The dollar is still too high. Exports and tourism are suffering. Jobs are being lost. Profits are being squeezed. The longer it stays up, the worse the eventual adjustment. What is to be done?
Treasury Secretary John Whitehead and Reserve Bank governor Alan Bollard are due to report to Michael Cullen early next month on possible supplements to monetary policy, which failed to quell the housing boom.
Bollard’s interest rate hikes fed the spiral by encouraging foreign retail investors to buy mountains of Kiwi-dollar-denominated bonds which kept mortgage rates low and fuelled an inflationary consumer binge — and kept the dollar up.
Once upon a time a word from the Beehive could have stopped all this dead by fixing the dollar lower. Exports and tourism could then recover and the balance of payments, now in deficit to a South American level, correct after an initial “J-curve” plunge.
After all, fixed currencies at low rates, promoting exports, were a significant ingredient in the east Asian economic cubs turning into tigers.
Let’s imagine we were still in that long lost world of Beehive fiats and Cullen fixed the exchange rate in the 56-60 United States cents range. That is about the long-term trend rate.
Given that the United States dollar is relatively low at the moment, fixing it in the trend range would be fixing it relatively low. But that might not be out of line with what the market might eventually do. Markets often do overcorrect initially.
Sounds straightforward. Actually, it would probably bring on a hard landing.
Of course, Cullen won’t fix the dollar. He learnt long ago that Beehive fiats have limited effect and often perverse consequences. And, given 20 years of market forces, intervening in the exchange rate would cause a sudden loss of confidence in the regulatory system by most business, which would fear other re-regulation would follow. Investment would go on hold, costing productivity and jobs down the track.
Quite apart from that, there would be series of other consequences.
Foreign retail lenders would recoil, though some funds managers might come back, betting on a rise when Cullen unfixed the dollar or was forced to re-fix it higher.

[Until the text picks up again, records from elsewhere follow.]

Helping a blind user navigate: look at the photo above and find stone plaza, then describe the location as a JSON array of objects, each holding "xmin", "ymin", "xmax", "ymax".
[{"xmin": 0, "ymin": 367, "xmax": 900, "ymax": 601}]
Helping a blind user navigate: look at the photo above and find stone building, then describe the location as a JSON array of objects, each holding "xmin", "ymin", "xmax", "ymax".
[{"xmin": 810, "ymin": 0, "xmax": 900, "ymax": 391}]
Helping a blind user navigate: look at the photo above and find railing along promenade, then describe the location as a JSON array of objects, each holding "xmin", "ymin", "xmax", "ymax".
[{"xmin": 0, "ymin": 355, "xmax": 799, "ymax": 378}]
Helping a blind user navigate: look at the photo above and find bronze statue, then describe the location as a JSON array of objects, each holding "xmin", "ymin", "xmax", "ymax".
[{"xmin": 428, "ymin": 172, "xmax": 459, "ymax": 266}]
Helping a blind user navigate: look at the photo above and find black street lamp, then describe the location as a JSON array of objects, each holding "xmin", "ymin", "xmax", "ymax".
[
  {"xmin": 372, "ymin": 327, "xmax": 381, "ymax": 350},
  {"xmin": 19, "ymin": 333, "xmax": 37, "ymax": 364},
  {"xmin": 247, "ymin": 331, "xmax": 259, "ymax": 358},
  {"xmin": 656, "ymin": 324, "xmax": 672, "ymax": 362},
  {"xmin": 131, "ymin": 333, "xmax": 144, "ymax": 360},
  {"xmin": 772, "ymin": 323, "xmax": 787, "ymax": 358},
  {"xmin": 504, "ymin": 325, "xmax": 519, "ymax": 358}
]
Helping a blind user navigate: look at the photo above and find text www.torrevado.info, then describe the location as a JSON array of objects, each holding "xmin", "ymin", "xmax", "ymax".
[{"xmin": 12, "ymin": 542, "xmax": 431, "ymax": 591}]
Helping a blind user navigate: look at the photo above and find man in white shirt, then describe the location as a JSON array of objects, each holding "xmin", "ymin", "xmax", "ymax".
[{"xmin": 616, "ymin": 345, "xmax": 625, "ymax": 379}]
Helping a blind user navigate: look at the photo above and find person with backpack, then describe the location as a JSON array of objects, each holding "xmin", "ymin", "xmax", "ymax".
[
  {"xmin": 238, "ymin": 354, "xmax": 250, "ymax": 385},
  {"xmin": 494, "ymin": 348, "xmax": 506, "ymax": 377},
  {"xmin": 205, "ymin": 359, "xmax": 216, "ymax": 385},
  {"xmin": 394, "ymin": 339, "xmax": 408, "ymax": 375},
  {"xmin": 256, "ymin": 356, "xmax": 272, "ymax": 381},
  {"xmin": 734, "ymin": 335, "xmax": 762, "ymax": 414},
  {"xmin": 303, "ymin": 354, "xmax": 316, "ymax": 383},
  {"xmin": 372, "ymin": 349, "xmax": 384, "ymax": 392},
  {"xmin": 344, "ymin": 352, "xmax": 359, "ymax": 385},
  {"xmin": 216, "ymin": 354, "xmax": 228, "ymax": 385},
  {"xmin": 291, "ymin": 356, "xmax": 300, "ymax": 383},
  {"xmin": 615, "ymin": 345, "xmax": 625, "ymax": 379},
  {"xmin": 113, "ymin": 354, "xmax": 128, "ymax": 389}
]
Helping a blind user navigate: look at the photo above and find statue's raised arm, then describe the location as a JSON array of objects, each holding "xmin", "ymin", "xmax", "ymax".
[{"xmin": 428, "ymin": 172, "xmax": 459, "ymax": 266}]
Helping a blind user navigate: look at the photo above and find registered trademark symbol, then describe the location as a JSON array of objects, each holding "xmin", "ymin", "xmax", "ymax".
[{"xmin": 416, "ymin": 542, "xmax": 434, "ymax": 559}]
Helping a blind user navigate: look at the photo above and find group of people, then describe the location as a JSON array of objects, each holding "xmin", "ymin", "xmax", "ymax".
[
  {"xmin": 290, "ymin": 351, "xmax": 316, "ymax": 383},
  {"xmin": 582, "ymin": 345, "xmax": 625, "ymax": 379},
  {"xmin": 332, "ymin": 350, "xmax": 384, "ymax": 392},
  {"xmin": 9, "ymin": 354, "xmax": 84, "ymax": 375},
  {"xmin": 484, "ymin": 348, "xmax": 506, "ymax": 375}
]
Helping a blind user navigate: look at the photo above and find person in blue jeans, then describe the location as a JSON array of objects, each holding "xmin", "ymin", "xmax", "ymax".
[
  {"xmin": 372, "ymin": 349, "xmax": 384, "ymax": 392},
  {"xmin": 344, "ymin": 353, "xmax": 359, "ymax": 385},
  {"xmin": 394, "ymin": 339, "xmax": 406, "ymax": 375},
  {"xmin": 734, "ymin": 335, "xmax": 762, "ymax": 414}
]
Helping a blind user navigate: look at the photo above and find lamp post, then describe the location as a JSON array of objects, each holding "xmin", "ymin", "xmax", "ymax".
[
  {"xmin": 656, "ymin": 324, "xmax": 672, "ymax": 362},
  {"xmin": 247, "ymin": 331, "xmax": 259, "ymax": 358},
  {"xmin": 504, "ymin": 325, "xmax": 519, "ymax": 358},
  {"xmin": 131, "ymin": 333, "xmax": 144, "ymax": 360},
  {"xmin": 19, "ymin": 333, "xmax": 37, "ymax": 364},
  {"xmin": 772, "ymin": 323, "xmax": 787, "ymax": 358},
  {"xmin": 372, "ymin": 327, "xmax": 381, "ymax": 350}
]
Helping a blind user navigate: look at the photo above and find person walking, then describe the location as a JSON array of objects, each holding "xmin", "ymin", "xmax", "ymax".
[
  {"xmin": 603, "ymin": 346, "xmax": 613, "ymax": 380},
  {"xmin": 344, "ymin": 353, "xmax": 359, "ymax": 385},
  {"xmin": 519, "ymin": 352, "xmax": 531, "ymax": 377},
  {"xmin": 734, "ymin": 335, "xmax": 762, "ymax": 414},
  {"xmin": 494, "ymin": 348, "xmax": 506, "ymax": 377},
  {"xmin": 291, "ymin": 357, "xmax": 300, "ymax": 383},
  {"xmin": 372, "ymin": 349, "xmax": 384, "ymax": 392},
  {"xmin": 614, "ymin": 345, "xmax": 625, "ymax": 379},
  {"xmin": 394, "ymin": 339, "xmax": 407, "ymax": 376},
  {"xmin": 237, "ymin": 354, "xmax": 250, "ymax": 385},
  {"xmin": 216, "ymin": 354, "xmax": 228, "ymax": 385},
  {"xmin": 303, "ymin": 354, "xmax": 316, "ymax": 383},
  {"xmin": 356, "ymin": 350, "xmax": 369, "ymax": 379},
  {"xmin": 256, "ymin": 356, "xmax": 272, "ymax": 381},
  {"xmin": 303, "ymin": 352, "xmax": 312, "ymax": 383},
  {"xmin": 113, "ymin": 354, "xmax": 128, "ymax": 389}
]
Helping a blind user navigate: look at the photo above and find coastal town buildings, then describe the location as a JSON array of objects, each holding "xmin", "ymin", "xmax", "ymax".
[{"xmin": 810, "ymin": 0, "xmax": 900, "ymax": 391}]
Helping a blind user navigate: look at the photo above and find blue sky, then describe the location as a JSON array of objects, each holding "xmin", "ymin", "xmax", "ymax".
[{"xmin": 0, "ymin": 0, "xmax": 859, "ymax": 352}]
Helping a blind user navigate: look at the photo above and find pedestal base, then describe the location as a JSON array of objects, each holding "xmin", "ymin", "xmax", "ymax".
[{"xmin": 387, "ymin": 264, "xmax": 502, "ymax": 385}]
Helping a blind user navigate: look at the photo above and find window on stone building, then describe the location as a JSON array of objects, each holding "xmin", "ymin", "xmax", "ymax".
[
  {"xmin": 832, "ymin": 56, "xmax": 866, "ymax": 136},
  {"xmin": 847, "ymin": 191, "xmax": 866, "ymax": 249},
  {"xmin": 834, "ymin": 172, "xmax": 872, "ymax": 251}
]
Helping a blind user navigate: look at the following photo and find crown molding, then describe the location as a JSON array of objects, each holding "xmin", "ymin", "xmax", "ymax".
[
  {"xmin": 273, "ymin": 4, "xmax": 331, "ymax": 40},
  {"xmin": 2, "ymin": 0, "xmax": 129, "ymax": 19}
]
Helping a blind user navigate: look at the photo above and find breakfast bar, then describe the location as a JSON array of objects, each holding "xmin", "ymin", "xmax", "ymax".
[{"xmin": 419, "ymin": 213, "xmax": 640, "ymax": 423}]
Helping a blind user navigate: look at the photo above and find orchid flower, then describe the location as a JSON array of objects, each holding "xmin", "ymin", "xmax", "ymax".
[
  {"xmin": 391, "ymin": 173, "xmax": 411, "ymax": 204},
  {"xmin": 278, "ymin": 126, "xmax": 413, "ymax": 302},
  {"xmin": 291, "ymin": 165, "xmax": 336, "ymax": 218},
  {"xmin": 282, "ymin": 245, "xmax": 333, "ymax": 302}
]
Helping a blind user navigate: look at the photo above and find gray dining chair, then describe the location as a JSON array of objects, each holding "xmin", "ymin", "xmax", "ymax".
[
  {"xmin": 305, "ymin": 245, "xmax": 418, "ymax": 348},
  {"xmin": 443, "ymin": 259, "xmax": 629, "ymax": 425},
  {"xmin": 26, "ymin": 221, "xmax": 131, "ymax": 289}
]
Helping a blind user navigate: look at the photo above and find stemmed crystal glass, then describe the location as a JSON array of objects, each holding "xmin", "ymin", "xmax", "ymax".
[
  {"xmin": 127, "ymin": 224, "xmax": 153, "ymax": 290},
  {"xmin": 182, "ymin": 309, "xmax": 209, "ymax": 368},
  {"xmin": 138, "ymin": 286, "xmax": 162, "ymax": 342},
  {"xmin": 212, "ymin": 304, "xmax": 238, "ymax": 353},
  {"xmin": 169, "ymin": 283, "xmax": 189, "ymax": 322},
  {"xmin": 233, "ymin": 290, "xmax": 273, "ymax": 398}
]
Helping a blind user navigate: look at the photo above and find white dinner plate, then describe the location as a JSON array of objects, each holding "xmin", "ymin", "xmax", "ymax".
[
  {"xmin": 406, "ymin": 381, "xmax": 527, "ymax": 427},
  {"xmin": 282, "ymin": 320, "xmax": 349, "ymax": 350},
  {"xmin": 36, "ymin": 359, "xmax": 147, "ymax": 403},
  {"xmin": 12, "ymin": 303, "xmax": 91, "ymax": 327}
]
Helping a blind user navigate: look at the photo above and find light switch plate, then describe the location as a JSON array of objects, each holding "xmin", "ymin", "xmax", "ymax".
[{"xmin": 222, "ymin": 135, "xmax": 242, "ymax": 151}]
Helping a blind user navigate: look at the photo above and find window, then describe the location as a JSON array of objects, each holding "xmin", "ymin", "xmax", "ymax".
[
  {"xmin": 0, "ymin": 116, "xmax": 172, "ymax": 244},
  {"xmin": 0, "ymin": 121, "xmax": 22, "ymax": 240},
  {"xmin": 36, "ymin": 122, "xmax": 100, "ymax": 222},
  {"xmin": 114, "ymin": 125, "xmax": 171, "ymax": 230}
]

And the price of that would be much higher interest rates — on houses, credit cards and business loans.
With more of households’ disposable income going on interest payments, there would be less for other spending. Retail spending would stall, especially spending on imports, which would become much dearer, which would in turn generate an inflationary headache for Bollard.
Profits would plunge. Businesses would be forced to lay off staff. So total spending power would drop some more.

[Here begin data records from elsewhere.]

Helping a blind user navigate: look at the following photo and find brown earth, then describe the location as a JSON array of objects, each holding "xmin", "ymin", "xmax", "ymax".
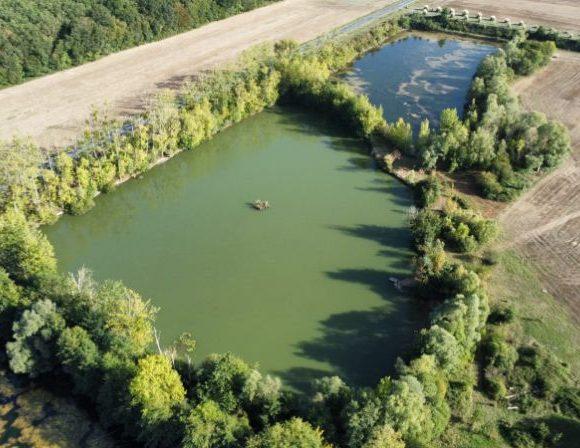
[
  {"xmin": 0, "ymin": 371, "xmax": 115, "ymax": 448},
  {"xmin": 500, "ymin": 52, "xmax": 580, "ymax": 322},
  {"xmin": 438, "ymin": 0, "xmax": 580, "ymax": 32},
  {"xmin": 0, "ymin": 0, "xmax": 404, "ymax": 147}
]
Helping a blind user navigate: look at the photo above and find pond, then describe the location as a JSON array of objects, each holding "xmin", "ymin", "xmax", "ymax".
[
  {"xmin": 45, "ymin": 32, "xmax": 494, "ymax": 388},
  {"xmin": 344, "ymin": 34, "xmax": 496, "ymax": 129}
]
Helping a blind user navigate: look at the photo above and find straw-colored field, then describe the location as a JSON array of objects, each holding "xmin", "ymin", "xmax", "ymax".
[
  {"xmin": 436, "ymin": 0, "xmax": 580, "ymax": 32},
  {"xmin": 0, "ymin": 0, "xmax": 394, "ymax": 147},
  {"xmin": 501, "ymin": 52, "xmax": 580, "ymax": 322},
  {"xmin": 0, "ymin": 372, "xmax": 115, "ymax": 448}
]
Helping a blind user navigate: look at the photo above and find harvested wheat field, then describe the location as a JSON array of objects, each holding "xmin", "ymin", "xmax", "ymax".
[
  {"xmin": 0, "ymin": 0, "xmax": 407, "ymax": 147},
  {"xmin": 0, "ymin": 372, "xmax": 115, "ymax": 448},
  {"xmin": 438, "ymin": 0, "xmax": 580, "ymax": 32},
  {"xmin": 500, "ymin": 52, "xmax": 580, "ymax": 322}
]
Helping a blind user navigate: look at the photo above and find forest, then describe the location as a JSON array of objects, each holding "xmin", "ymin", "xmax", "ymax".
[
  {"xmin": 0, "ymin": 12, "xmax": 580, "ymax": 448},
  {"xmin": 0, "ymin": 0, "xmax": 276, "ymax": 87}
]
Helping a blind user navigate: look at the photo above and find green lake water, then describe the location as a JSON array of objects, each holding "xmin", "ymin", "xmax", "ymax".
[{"xmin": 45, "ymin": 32, "xmax": 494, "ymax": 388}]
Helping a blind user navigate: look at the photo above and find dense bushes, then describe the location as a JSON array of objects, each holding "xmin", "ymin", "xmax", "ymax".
[
  {"xmin": 0, "ymin": 63, "xmax": 280, "ymax": 222},
  {"xmin": 0, "ymin": 22, "xmax": 398, "ymax": 223},
  {"xmin": 418, "ymin": 32, "xmax": 570, "ymax": 200},
  {"xmin": 0, "ymin": 0, "xmax": 276, "ymax": 86},
  {"xmin": 411, "ymin": 203, "xmax": 497, "ymax": 253}
]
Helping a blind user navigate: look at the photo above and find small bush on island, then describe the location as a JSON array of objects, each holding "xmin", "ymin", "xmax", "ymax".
[{"xmin": 0, "ymin": 13, "xmax": 577, "ymax": 448}]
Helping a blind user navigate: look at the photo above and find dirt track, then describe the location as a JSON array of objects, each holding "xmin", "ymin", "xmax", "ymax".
[
  {"xmin": 436, "ymin": 0, "xmax": 580, "ymax": 32},
  {"xmin": 500, "ymin": 52, "xmax": 580, "ymax": 322},
  {"xmin": 0, "ymin": 0, "xmax": 394, "ymax": 147}
]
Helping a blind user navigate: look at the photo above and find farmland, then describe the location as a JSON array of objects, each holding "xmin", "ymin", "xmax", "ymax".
[
  {"xmin": 433, "ymin": 0, "xmax": 580, "ymax": 32},
  {"xmin": 0, "ymin": 0, "xmax": 396, "ymax": 147},
  {"xmin": 501, "ymin": 52, "xmax": 580, "ymax": 322}
]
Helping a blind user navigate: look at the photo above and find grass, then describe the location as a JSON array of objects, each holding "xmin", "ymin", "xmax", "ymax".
[
  {"xmin": 0, "ymin": 371, "xmax": 115, "ymax": 448},
  {"xmin": 487, "ymin": 249, "xmax": 580, "ymax": 372}
]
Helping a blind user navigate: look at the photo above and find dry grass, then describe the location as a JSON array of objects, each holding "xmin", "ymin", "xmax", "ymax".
[
  {"xmin": 436, "ymin": 0, "xmax": 580, "ymax": 32},
  {"xmin": 0, "ymin": 0, "xmax": 394, "ymax": 147},
  {"xmin": 500, "ymin": 52, "xmax": 580, "ymax": 322},
  {"xmin": 0, "ymin": 372, "xmax": 115, "ymax": 448}
]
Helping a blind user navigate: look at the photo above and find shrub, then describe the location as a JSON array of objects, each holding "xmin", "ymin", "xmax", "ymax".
[
  {"xmin": 415, "ymin": 176, "xmax": 443, "ymax": 207},
  {"xmin": 246, "ymin": 418, "xmax": 327, "ymax": 448},
  {"xmin": 488, "ymin": 305, "xmax": 516, "ymax": 324}
]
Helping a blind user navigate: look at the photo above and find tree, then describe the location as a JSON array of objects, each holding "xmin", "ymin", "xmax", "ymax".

There would be fright and hardship and that might trigger a change in attitude and behaviour. The love affair with debt would end. We might even develop a love of saving and spread those savings to other things beyond houses, as Americans and Australians do.
And Labour would go out of office in 2008, if not before.
So Cullen knows he can’t intervene much, if at all. But he does want to do something about the imbalances. Hence his request to Whitehead and Bollard to study options other than monetary policy for dampening house prices. Higher short-term interest rates have amounted to not much more than pushing on the end of a piece of string over the past two years.
The options they are to report on are setting a limit on the proportion of a house price banks can lend, requiring a higher capital-lending ratio for banks lending on houses, disallowing company structures which property investors use to reduce their tax liability and other direct interventions by the Reserve Bank.
These options prompted cries of “muldoonism” when announced in November. Not least, some worried that very small businesses, which use owners’ homes as loan collateral, would be constrained and that would cost jobs and slow economic growth.
But the idea that monetary policy should not carry the whole burden alone does have advocates — and not just among “wets”. At the least, there could be better coordination of monetary and other, including fiscal, policies, as for example, Sir Frank Holmes, for 50 years an advocate of freer markets and open trade, argued at the time the Reserve Bank Act was being enacted in 1989.
Cullen has already approved the Reserve Bank buying and selling foreign currency at the troughs and peaks of the currency cycle. So he might well cherry-pick one or two items from the smorgasbord –even if, as seems now increasingly likely, the housing crisis is passing and he doesn’t actually implement any. There is always a next time.
But that leaves him with his exchange rate problem.
He and his officials hope the dollar will gently slide and the economy progressively adjust, without too much pain but at the cost of a long, shallow trough, which some analysts are now forecasting.
But markets often move suddenly. Market forces might do what he must not do — plunge the dollar.
If so, except for the fright to business about regulation, most of the above would happen anyway: a profit plunge, higher inflation, higher interest rates, job losses and households scrambling to get their balance sheets back in order.
Either way, the politics for Cullen don’t look too good.